A lack of experience with hydrolox surely factors into the picture for SpaceX and Blue Origin; they'd get significantly higher payload fractions by using a hydrolox upper stage. But they're willing to accept lower payloads in order to simplify their manufacture and ground infrastructure, and in particular because the need their propellants to be storable, and storing LH for long periods is a PITA. Storing methalox is quite difficult, but nothing compared to hydrolox.

Comment Re:What governmen brought to the table (Score 2) 106

Solids really aren't that bad when reusability isn't a concern. They're very high thrust, which is exactly what you want out of a booster, and they're structurally very simple. Their low impulse and high structural mass are not particularly important aspects for boosters. Reuse of solids however gains you very little, because there's so much work in refurbishing them.

Comment Re:What governmen brought to the table (Score 3, Informative) 106

That's not the reason you don't use it for a first stage. The disadvantages of hydrolox (which are numerous) are offset by its incredible specific impulse. But for a first stage, specific impulse doesn't matter that much, while thrust matters a lot. Thrust is in large part proportional to fuel density, as a turbopump sweeps out a fixed volume per rotation, so the denser the fuel, the more mass (and generally all else being equal, energy) it pumps per rotation.

Another aspect is that first stages are big, meaning that cost is more important than specific impulse. By contrast, when dealing with an upper stage, a small increase in mass has a huge increase in first stage size, and since first stages are so large and expensive, that's a big cost. So you generally want a higher ISP upper stage. With the caveat that "storability" requirements for engines that need to restart can shift the balance; because hydrogen is so deeply cryogenic it's difficult to store for protracted lengths of time. Also, the longer you plan to have a stage in usage without maintenance, the more you tend to favour simple propellants over high performing ones, particularly when you're dealing with small, light engines.

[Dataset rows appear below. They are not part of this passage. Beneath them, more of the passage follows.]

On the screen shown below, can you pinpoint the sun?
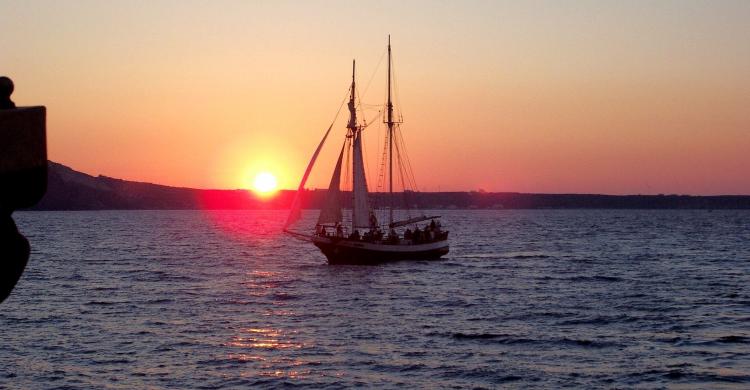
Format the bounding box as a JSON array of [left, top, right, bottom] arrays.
[[253, 172, 277, 195]]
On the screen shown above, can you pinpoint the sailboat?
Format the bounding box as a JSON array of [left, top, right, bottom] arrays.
[[284, 36, 449, 264]]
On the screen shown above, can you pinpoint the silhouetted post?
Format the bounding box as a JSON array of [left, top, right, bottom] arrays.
[[0, 77, 47, 302]]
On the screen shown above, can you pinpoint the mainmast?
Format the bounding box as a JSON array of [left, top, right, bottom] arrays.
[[386, 34, 393, 226]]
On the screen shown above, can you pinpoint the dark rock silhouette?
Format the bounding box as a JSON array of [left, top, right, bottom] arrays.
[[27, 161, 750, 210], [0, 76, 47, 302]]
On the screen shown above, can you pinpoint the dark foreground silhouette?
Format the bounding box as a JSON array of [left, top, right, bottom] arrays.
[[0, 76, 47, 302]]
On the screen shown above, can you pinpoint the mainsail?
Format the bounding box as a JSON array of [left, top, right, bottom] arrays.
[[318, 142, 346, 225], [284, 121, 335, 230]]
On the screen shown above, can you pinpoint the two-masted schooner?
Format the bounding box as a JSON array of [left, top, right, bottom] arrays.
[[284, 36, 448, 264]]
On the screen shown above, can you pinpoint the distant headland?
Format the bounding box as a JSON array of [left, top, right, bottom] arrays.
[[32, 161, 750, 210]]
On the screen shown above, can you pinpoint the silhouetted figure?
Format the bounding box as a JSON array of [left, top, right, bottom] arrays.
[[0, 210, 31, 302], [0, 76, 16, 110], [0, 76, 47, 302]]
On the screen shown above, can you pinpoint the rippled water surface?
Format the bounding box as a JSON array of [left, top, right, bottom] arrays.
[[0, 210, 750, 389]]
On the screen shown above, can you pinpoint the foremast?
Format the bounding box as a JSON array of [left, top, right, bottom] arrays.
[[346, 61, 377, 230], [385, 34, 401, 226]]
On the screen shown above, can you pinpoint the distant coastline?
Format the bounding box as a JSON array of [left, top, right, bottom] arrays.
[[32, 161, 750, 210]]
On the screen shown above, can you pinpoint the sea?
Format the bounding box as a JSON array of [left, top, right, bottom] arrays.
[[0, 210, 750, 389]]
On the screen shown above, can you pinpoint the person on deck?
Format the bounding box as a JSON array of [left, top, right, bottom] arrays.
[[0, 76, 16, 110]]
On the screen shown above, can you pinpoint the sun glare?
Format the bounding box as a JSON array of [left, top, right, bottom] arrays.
[[253, 172, 277, 194]]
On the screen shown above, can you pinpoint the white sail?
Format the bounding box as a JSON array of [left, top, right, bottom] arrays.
[[284, 123, 333, 230], [318, 142, 346, 225], [352, 129, 370, 228]]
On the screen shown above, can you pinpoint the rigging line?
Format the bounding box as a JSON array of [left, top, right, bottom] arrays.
[[398, 126, 419, 191], [362, 49, 388, 106]]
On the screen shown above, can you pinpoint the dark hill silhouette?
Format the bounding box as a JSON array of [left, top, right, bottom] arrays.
[[33, 161, 750, 210]]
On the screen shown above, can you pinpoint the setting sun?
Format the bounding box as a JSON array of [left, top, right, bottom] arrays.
[[253, 172, 277, 194]]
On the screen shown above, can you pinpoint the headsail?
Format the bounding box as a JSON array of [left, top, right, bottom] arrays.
[[318, 142, 346, 225], [284, 121, 335, 230]]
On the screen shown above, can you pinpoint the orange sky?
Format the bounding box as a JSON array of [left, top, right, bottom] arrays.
[[0, 1, 750, 194]]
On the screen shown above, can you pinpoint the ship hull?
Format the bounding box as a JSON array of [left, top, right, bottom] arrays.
[[313, 237, 449, 265]]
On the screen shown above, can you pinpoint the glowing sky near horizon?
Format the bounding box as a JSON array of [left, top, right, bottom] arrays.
[[0, 1, 750, 194]]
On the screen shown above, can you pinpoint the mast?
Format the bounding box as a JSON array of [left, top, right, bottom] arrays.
[[346, 58, 372, 230], [387, 34, 393, 225]]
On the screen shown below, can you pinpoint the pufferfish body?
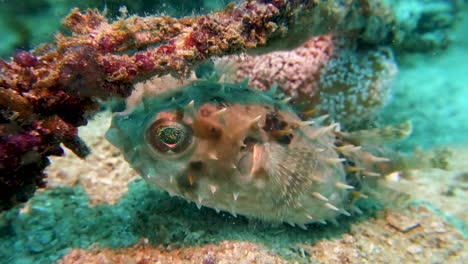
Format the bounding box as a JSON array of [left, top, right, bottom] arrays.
[[106, 81, 392, 226]]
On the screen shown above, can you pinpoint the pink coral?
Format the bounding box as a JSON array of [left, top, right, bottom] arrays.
[[229, 35, 334, 97]]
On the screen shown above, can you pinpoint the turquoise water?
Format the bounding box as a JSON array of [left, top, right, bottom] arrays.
[[0, 0, 468, 263]]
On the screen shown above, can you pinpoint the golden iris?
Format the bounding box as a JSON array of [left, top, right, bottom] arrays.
[[146, 118, 192, 154]]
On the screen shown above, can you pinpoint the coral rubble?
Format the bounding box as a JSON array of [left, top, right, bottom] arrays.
[[0, 0, 398, 209]]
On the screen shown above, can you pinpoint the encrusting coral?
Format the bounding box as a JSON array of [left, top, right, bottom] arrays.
[[0, 0, 400, 210]]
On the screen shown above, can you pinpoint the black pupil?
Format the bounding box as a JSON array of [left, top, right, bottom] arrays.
[[157, 126, 183, 145]]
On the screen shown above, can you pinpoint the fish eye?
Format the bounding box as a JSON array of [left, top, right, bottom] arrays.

So for example if you have an interplanetary probe you'll tend to favour a self-pressurizing hypergolic system so that you only have to rely on a couple valves working, even though self-pressurizing propellant tanks are heavier and hypergolics tend to be lower specific impulse. Engines that are smaller still are often monoprops for an even greater degree of simplicity.

Comment Re:Unlikely (Score 1) 235

Part of the criticism of the paper is that the excavation was time-pressured,

Which part of "salvage archaeology" do you misunderstand? Literally, the bulldozers are hovering over the site, wanting to get on with paying work.

impossible to reconstruct

Which part of "salvage archaeology" do you misunderstand? Literally, the bulldozers are hovering over the site, wanting to get on with paying work.

and also had to leave out a few things that would have helped answer some questions.

Which part of "salvage archaeology" do you misunderstand? Literally, the bulldozers are hovering over the site, wanting to get on with paying work.

You have a choice in salvage work. Either get the best results you can now, with the personnel and techniques you have, now, and keep the best records you can, now. Or you get nothing. Big. Fat.Zero.

(You might be able to extend "now" by court action, but while the landsharks are in the shark pool, you need to be nose-down bum-up in the trench because the suit could go either way.

Your other questions are covered in the paper. I don't need to answer them a second time. Get a copy and read it - neither is difficult, and Slashdot does like to claim an intellectually capable readership.